Augustus
Augustus copied to clipboard
Augustus 3.3.3 intensive memory requirement
Hi! I am running Augustus/3.3.3 using a hintsfile with a large fasta query (155G) in our HPC system, and the program failed due to memory insufficiency even though I have requested 100G of RAM. I tested the program with the example.fa which worked well, and with a subset of my fasta query (with 150 sequences) which failed. I wonder if it is normal that Augustus require large amount of RAM and if yes, is there a way to get around with it (e.g. by multi-threading)? Sincere thanks, Peiwen
If you have large genome and hint input, you can reduce memory consumption at will by
- splitting the genome into chunks and
- reducing the hints to refer to each input chunk only.
Most of the time, it is sufficient to split the genome by complete sequences only. E.g. into files chr1.fa, chr2.fa, ... and then compiling hints hints-chr1.gff, hints-chr2. gff
If you have so large chromosomes that you want to split them up, you can use createAugustusJoblist.pl
, which splits chromosomes into overlapping chunks. The following command may be helpful, which is described in the book chapter
https://math-inf.uni-greifswald.de/storages/uni-greifswald/fakultaet/mnf/mathinf/stanke/augustus_wrp.pdf
createAugustusJoblist.pl --sequences=chr.lst --wrap="#" --overlap=100000 \
--chunksize=1100000 --outputdir=$augDir/ --joblist=jobs.lst
--jobprefix=$myPrefix_ --partitionHints --command "$augCall"
createAugustusJoblist.pl
parameters:
--sequences seqs.lst input sequences, format: each line contains one sequence including the full path and its size, e.g.

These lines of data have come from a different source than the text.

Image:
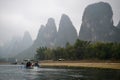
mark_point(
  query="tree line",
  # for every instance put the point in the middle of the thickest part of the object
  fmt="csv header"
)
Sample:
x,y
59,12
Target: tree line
x,y
81,50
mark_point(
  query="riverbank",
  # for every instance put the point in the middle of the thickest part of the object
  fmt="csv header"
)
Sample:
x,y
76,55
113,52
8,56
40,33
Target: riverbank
x,y
81,64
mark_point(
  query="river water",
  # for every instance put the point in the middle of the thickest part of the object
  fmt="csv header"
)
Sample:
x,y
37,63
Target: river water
x,y
18,72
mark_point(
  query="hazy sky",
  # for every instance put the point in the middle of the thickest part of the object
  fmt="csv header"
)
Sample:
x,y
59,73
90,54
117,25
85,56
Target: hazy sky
x,y
18,16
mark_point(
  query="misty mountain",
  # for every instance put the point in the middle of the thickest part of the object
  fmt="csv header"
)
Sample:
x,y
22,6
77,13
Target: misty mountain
x,y
47,34
66,32
16,45
118,26
97,23
45,38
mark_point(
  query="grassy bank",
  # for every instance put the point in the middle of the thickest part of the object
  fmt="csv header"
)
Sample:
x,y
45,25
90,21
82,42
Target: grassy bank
x,y
81,64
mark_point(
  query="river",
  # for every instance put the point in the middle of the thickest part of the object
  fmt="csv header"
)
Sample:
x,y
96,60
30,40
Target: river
x,y
18,72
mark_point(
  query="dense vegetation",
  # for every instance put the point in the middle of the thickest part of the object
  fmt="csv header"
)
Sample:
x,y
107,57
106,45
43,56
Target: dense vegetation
x,y
81,50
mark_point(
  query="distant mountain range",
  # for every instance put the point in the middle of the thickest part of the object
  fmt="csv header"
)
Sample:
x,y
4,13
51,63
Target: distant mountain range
x,y
97,25
16,45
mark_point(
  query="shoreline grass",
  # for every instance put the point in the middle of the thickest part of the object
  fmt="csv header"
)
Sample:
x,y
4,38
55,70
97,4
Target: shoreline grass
x,y
79,64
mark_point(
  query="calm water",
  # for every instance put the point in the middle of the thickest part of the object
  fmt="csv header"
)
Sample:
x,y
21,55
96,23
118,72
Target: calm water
x,y
17,72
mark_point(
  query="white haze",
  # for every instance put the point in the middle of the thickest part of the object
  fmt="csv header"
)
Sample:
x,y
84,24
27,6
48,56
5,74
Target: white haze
x,y
18,16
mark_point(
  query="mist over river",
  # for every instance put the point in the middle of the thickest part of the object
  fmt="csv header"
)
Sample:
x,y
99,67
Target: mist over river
x,y
18,72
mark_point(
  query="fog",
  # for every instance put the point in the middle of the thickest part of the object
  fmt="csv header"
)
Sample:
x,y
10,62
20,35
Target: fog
x,y
18,16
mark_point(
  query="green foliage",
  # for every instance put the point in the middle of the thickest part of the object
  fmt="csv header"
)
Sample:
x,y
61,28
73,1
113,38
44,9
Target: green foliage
x,y
81,50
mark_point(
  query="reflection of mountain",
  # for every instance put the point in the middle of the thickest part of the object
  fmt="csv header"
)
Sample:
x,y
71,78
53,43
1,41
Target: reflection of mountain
x,y
16,45
97,23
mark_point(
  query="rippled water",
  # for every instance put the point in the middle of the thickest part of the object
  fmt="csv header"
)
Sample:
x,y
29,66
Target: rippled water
x,y
18,72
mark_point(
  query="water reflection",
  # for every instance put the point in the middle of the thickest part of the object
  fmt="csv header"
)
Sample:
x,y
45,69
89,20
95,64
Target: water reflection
x,y
13,72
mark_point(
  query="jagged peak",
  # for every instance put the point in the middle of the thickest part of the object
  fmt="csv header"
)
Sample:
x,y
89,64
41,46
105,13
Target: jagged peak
x,y
65,21
65,17
97,10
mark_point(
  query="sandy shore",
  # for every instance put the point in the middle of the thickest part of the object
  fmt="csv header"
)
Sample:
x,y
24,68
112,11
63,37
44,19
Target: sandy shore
x,y
105,65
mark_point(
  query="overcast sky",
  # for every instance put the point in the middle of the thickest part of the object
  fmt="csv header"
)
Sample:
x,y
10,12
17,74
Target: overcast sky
x,y
18,16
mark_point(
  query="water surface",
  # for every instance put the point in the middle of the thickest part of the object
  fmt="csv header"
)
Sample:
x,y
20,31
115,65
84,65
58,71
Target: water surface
x,y
18,72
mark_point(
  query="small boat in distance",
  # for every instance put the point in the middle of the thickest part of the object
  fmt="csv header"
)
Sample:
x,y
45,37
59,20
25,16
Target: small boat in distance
x,y
31,64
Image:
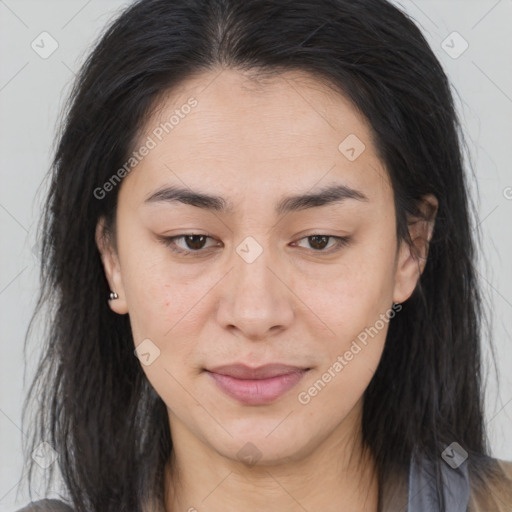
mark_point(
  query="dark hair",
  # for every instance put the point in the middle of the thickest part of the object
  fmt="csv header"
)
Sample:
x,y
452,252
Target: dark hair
x,y
96,407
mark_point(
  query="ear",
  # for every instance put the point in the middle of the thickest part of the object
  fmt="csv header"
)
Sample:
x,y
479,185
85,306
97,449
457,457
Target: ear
x,y
412,257
112,267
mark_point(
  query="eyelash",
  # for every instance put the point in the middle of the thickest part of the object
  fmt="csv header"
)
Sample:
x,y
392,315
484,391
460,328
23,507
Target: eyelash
x,y
340,242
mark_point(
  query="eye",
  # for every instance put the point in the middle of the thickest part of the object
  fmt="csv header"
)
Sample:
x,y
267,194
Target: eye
x,y
319,242
193,243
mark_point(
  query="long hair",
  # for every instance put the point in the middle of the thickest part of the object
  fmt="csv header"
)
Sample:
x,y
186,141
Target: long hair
x,y
95,406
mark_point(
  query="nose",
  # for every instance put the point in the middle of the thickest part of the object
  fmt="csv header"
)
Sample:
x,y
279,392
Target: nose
x,y
256,301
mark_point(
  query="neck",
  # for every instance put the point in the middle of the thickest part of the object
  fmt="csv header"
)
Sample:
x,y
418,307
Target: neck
x,y
338,475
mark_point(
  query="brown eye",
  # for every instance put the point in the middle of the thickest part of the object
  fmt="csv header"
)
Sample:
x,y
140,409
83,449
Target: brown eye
x,y
320,242
190,243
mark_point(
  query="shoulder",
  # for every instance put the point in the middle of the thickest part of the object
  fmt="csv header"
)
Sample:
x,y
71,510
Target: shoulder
x,y
46,506
495,492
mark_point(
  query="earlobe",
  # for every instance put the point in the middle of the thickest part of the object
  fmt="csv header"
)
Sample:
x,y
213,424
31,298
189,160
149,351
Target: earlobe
x,y
413,254
112,269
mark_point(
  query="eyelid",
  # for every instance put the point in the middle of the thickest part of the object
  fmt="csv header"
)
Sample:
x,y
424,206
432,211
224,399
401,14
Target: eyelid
x,y
340,242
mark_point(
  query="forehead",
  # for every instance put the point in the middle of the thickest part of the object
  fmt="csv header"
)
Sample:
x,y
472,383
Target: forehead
x,y
224,130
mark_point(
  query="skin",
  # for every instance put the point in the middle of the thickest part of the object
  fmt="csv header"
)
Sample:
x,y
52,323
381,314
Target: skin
x,y
253,143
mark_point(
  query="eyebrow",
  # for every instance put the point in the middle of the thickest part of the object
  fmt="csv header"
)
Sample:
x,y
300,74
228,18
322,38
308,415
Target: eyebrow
x,y
335,193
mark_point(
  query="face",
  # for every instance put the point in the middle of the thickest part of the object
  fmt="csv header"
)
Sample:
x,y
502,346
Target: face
x,y
264,279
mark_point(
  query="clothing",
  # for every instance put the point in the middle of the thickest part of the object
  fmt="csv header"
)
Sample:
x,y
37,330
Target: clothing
x,y
418,493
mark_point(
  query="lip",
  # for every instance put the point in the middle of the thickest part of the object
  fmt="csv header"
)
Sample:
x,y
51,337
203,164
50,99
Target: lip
x,y
256,386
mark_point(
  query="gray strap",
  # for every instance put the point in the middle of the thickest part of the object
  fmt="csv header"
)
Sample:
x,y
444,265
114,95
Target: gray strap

/cluster/data/panTro2/1/chr1.fa 1 229974691
/cluster/data/panTro2/1/chr1_random 1 9420409
/cluster/data/panTro2/2/chr2a 1 114460064
or
/cluster/data/panTro2/1/chr1_random /hints/chr1_random 1 9420409
/cluster/data/panTro2/2/chr2a /hints/chr2a 1 114460064
--outputdir s directory, in which later the AUGUSTUS output will be written.
--command s AUGUSTUS command, e.g. "augustus --species=human --maxDNAPieceSize=600000".
--joblist job.lst filename with list of jobs as given to parasol.
--chunksize n chunk size. Each sequence is (imaginarily) cut into chunks of this size
options:
--overlap n overlap. Neighboring chunks overlap by this number of bases.
--padding n padding on both sides (default 0).
--errordir errdir directory, in which later the AUGUSTUS error messages will be written.
--check insert parasol input/output checks.
--wrap=s have each job in a separate file, preceded by command s.
--jobprefix=s prefix of job name (default: "job.")
--partitionHints partition hints files according to genomic locus of single augustus runs,
add a command to the augustus job that will create and delete this hints file
in the output directory of the augustus job. This option also will automatically
delete empty error files of augustus.